Web spiders updating dynamic pages
Or you could enter a crawl depth of 4 to reach four levels deep into the site.For more information on web site indexing options, see: After a search, dt Search Spider will display retrieved HTML or PDF files with hit highlighting, and all links and images intact.A repository is similar to any other system that stores data, like a modern day database.The only difference is that a repository does not need all the functionality offered by a database system.If the Web site has changed since the indexing, then hit highlighting will be on an incorrect word.To ensure that highlighting is correct, you can use the caching feature in dt Search to have dt Search store the web pages as they are indexed so hit highlighting is done using the stored data.dt Search 6, dt Search 7 dt Search includes a built-in web spider for indexing and searching internal or publicly-accessible Web sites.The dt Search Spider automatically recognizes and supports HTML, PDF, XML, as well as other online text documents, such as word processor files and spreadsheets.

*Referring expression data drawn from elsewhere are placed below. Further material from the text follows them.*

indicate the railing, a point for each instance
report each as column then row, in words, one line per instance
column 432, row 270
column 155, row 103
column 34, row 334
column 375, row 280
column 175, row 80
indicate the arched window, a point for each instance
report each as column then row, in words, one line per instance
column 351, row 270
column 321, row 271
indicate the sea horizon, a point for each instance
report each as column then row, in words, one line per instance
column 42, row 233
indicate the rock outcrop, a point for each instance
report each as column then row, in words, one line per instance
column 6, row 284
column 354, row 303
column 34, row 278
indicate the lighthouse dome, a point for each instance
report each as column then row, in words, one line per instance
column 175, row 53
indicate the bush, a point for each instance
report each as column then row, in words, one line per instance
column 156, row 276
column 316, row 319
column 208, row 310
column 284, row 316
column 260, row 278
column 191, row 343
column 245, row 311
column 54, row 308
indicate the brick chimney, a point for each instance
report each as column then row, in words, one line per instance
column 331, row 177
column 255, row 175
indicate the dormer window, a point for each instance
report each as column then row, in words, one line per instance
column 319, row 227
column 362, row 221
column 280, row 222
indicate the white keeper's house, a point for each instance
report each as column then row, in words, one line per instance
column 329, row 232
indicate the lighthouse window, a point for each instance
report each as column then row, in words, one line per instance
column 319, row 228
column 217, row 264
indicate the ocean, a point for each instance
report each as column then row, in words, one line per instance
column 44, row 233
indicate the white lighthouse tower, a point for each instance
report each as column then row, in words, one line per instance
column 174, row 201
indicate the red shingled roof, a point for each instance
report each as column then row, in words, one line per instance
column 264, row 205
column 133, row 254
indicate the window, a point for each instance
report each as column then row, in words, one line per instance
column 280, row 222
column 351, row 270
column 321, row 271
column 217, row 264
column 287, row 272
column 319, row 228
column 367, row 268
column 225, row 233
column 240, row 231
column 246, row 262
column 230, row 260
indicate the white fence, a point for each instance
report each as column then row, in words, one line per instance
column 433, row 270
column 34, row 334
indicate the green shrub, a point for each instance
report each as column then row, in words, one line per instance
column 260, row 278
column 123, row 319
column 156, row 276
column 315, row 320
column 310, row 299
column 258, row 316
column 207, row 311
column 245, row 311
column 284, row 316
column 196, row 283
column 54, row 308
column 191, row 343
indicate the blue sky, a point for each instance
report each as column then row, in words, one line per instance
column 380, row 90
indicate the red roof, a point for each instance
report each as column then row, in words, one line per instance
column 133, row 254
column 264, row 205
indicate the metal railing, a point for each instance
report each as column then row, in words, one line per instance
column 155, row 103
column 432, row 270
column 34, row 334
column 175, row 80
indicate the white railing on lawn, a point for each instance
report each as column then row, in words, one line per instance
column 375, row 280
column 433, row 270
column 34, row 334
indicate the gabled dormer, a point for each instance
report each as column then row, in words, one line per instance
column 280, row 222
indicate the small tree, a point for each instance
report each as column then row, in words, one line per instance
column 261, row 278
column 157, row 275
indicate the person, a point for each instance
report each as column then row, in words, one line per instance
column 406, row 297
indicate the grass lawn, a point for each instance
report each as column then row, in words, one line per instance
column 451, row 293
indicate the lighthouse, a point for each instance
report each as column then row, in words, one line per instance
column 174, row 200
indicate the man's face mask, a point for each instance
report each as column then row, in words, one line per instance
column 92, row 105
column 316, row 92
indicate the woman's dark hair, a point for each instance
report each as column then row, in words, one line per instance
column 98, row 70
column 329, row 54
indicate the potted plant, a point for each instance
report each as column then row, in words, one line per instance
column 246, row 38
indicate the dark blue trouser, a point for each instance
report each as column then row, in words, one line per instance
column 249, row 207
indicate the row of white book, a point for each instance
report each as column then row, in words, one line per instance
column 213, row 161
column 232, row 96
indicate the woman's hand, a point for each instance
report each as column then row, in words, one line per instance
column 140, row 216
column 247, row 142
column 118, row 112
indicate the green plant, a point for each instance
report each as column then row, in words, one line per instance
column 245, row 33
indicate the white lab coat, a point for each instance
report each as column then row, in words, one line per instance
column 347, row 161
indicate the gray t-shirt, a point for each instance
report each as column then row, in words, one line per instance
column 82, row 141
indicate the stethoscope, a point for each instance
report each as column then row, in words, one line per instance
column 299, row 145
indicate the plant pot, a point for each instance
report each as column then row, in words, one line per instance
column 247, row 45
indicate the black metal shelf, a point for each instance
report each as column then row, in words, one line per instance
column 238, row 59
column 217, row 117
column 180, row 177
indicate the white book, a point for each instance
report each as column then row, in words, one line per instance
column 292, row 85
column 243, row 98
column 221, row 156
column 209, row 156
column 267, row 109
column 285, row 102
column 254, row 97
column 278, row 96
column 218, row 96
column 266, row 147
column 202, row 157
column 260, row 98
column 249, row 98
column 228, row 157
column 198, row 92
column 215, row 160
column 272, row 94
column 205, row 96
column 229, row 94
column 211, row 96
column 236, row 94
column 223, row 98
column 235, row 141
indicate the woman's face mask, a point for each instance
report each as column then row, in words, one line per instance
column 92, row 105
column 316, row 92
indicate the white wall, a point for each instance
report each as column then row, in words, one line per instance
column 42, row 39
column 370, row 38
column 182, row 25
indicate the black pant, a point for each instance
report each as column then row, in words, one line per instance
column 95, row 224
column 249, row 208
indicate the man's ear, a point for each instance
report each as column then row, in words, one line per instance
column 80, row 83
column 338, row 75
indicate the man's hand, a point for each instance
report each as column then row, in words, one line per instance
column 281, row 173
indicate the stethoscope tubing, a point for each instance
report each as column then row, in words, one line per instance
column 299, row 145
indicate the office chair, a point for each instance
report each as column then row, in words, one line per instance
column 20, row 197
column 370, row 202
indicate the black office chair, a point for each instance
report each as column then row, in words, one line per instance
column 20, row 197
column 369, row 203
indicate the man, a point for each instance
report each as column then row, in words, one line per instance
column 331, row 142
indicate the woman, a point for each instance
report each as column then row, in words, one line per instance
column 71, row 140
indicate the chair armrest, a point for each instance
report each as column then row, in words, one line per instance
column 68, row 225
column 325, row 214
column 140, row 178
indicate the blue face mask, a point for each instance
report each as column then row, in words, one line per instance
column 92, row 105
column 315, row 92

dt Search uses built-in HTML file converters to convert other text formats, such as word processor and spreadsheet files, to HTML for display with highlighted hits.
The archive is known as the repository and is designed to store and manage the collection of web pages.
The repository only stores HTML pages and these pages are stored as distinct files.
For developers, the dt Search Text Retrieval Engine includes a . For API documentation, click here or see the dt Search Net Api2help file. The crawl depth is the number of levels into the web site dt Search will reach when looking for pages.
To index a web site in dt Search , select "Add web" in the Update Index dialog box. You could spider a crawl depth of 1 to reach only pages on the site linked directly to the home page.